Virginia police force confession from deaf, homeless man

By Joe Williams
4 April 2015

A wrongfully arrested deaf and homeless man is suing the Arlington County Sheriff for violating his rights under the Americans with Disabilities Act (ADA). Abreham Zemedagegehu, a US citizen who was born in Ethiopia, went to Reagan National Airport seeking a warm place to sleep on the night of February 2, 2014. He was quickly arrested without explanation and taken to Arlington County Jail. Zemedagegehu has almost no English skills, but he is able to communicate in writing that he is fluent in American Sign Language (ASL) and needs an interpreter.

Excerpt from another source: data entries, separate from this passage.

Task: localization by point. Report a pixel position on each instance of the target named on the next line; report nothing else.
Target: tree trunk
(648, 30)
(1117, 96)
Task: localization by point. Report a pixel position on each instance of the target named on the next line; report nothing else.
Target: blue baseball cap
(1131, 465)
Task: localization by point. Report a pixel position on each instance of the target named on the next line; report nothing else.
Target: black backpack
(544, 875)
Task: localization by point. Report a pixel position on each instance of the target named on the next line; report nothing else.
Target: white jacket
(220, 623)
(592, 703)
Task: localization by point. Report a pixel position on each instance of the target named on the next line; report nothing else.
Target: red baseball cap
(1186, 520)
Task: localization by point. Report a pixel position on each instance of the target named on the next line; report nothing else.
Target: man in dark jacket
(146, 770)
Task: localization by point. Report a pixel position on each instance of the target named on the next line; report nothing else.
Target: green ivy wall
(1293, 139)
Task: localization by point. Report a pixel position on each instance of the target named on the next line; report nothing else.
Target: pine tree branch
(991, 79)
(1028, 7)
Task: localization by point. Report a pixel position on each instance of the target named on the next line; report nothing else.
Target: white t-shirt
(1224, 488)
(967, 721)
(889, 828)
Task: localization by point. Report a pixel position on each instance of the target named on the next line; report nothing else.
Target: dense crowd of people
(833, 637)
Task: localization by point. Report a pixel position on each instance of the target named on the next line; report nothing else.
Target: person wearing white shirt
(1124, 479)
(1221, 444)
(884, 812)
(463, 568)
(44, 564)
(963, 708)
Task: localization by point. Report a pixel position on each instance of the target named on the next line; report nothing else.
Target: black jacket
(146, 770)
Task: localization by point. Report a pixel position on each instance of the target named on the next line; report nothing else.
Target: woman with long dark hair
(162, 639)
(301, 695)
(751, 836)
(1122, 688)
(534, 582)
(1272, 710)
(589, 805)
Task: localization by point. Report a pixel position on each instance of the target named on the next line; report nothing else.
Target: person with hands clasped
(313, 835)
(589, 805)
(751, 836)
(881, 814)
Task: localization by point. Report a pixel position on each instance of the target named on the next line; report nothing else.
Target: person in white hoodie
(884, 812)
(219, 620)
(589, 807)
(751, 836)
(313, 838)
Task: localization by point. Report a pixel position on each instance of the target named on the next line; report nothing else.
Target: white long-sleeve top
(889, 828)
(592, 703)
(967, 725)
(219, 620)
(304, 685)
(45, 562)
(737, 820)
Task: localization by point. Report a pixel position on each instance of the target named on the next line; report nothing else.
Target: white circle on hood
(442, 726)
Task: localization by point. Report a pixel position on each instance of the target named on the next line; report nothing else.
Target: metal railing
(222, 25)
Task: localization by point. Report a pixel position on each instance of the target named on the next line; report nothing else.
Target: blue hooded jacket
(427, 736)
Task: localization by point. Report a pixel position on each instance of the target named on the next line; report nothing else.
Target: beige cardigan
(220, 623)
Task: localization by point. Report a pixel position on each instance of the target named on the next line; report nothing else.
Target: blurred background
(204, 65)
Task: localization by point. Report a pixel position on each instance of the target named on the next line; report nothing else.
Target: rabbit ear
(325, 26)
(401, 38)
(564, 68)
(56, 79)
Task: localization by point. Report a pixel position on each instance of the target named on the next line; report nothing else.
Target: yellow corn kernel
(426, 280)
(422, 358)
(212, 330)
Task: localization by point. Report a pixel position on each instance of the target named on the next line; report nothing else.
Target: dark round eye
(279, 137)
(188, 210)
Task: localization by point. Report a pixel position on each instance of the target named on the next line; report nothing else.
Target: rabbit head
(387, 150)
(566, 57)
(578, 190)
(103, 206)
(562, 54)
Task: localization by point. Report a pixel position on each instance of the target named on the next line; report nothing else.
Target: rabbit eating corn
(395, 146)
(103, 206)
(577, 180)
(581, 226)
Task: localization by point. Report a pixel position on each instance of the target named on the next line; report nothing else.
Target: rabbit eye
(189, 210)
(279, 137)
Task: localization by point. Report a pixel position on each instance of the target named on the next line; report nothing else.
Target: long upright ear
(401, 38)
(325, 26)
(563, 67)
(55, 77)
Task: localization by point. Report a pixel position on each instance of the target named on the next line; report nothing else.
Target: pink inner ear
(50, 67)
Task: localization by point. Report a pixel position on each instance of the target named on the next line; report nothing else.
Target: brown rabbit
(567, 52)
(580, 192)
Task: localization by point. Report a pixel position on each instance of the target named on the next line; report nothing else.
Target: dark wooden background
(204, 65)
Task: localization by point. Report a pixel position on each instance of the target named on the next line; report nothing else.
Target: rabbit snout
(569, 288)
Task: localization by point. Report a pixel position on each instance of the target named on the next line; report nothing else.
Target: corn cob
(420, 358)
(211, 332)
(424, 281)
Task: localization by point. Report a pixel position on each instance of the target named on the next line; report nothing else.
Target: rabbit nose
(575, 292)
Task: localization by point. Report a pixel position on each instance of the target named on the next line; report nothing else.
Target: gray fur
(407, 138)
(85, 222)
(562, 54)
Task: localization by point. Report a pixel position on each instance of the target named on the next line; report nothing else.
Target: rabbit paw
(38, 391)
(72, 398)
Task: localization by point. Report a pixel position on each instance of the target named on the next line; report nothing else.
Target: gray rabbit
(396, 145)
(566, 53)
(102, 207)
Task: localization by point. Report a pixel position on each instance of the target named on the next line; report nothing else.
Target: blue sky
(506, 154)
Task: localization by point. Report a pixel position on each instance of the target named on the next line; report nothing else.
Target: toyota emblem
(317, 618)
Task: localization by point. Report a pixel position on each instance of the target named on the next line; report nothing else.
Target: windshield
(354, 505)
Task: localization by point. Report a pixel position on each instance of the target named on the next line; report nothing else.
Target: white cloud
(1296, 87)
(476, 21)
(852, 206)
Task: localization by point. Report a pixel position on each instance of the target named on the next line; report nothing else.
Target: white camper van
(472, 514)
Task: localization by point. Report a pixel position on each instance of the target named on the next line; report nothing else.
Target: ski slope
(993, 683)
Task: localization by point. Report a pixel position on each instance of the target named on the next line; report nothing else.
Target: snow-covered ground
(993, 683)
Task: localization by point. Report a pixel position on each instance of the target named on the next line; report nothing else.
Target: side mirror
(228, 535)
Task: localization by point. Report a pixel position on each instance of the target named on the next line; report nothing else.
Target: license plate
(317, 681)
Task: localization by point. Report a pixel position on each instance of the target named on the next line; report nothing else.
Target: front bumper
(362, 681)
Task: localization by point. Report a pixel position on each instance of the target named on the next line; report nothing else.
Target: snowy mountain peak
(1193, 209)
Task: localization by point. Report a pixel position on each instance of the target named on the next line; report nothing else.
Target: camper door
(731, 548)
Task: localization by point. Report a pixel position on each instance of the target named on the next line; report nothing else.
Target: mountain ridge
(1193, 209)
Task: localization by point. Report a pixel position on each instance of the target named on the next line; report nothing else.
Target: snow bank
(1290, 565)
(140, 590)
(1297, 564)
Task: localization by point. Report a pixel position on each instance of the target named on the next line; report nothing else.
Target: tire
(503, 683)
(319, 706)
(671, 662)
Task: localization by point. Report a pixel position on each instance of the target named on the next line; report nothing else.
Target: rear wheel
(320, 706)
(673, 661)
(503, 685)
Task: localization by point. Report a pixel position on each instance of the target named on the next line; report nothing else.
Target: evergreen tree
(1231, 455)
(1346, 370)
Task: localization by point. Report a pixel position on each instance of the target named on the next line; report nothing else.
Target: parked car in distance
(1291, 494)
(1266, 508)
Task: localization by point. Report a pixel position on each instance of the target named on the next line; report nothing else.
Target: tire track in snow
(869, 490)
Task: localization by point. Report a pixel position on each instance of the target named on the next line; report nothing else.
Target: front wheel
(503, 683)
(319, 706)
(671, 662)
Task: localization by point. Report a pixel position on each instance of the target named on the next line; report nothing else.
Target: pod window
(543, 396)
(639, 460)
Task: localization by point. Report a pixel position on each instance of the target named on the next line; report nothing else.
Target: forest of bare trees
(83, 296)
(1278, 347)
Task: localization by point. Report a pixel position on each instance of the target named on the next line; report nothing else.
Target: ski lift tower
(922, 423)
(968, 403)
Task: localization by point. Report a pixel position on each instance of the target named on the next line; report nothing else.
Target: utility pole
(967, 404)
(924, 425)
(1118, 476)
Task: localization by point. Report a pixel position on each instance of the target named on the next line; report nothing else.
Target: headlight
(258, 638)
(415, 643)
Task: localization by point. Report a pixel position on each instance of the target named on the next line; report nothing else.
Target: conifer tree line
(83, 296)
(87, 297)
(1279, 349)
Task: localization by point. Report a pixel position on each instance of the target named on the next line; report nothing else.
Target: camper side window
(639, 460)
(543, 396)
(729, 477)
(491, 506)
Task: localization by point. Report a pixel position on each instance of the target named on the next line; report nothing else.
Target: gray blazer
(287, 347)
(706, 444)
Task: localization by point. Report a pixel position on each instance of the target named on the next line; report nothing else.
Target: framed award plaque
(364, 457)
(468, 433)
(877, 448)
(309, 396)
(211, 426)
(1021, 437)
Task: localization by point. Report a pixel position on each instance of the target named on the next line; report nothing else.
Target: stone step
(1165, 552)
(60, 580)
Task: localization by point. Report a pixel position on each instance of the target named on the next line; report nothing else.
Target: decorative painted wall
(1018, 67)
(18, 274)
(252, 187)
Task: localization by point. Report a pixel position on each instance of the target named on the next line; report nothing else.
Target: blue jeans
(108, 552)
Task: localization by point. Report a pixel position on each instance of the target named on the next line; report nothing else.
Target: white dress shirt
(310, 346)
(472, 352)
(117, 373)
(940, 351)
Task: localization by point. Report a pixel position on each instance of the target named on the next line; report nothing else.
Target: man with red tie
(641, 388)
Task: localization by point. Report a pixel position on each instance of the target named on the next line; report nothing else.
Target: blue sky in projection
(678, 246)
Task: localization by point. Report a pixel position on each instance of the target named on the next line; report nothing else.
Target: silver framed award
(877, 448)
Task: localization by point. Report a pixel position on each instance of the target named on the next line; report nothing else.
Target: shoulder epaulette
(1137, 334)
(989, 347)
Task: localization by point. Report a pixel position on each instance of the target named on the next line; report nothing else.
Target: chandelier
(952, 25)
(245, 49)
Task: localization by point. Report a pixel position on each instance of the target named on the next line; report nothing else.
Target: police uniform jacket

Police ignored these written requests, and it was not until his first court appearance two days later that he learned he was accused of stealing an iPad. Although the owner of the iPad contacted authorities shortly thereafter to tell them he had actually found the device, prosecutors withheld that information and forced Zemedagegehu to spend six weeks in jail, essentially incommunicado, until he confessed. A judge refused to overturn the wrongful conviction, and accused the public defender of taking too long to file his appeal.

Although a spokesperson told the Associated Press that the jail has several staff members fluent in ASL, she did not explain why it refused to supply them. Lawyers for the jail have argued that providing interpreters would cost extra resources and raise security concerns, and therefore is not a requirement.

According to the Justice Department, the ADA and Rehabilitation Act require facilities “to enable hearing-impaired inmates to participate on an equal basis with non-handicapped inmates in the rehabilitation programs offered by the correctional agencies (e.g., educational programs).” Because meals, recreation time, education, library and other services rely solely on auditory cues to alert inmates, Zemedagegehu frequently missed these opportunities, spending a great deal of time suffering from intense hunger. Prisoners have only a brief moment after the auditory signal to open their cell doors before they re-lock. Guards rarely, if ever, respond to calls from prisoners who miss the buzzer.

This refusal to make interpreters available also prevented the jail from learning that he had a back condition resulting from an injury several years before. He has also described a horrifying experience during processing, in which he was pinned down and injected with unknown chemicals. He later learned he had been given a tuberculosis test.

The jail also prevented Zemedagegehu from communicating with anyone on the outside. Although much of his contact with jail and court officials was via video monitor, he was denied access to video phone services that would allow him to communicate in ASL. Instead, he was provided with a teletypewriter, or TTY, that can only display English text. In addition to being useless to anyone not fluent in written English, the TTY is considered obsolete in the deaf community, as video calls can now be made with common cell phone and tablet devices.

Like thousands of other disabled prisoners, Zemedagegehu found that his condition, rather than eliciting some degree of human compassion from his jailers, was instead viewed by the state as just one more vulnerability it can exploit in its drive to crush and dehumanize the “disposable” elements of the population it shoves into its prison system.

Deaf prisoners are particularly vulnerable, as they face barriers to reporting abuse from jail staff or other inmates. The number of hearing aid batteries prisoners can have is so few that those fortunate enough to have the devices have to keep them turned off much of the time. Many prisoners wear the aids at all times, even when powered off, to deter other inmates from abusing them by creating the impression that they can hear their surroundings. However, this strategy causes guards to also believe the inmates can hear, resulting in more abuse when the inmate does not comply with verbal commands. The decision to wear or not to wear the aids is often just a way for an inmate to choose his or her abuser.

In addition, some facilities have banned the use of sign language, on the grounds that it can be used as a cover for gang signs and related gestures. Most only allow TTY devices, and only seven jails in the country allow video calls. Astonishingly, jails can assign hearing prisoners who might have no knowledge of ASL to interpret for deaf prisoners. This is often used as punishment for the hearing prisoner.

Zemedagegehu also appears to be the victim of another phenomenon, in which prosecutors use excessive bail and extreme jail conditions to extract confessions. Although explicitly prohibited by the Eighth Amendment, this has become common practice. In 1980, 81 percent of federal defendants took plea bargains, while the rest went to trial. By 2000, only 6 percent were going to trial, and as of 2010, only 3 percent go to trial rather than take a plea.

The experience of a US citizen being driven to homelessness after losing his job due to an injury, only to be arrested, tortured, and forced to confess to a crime—an incredibly low-level, non-violent crime—that did not even take place, is emblematic of the horrors of the US judicial system.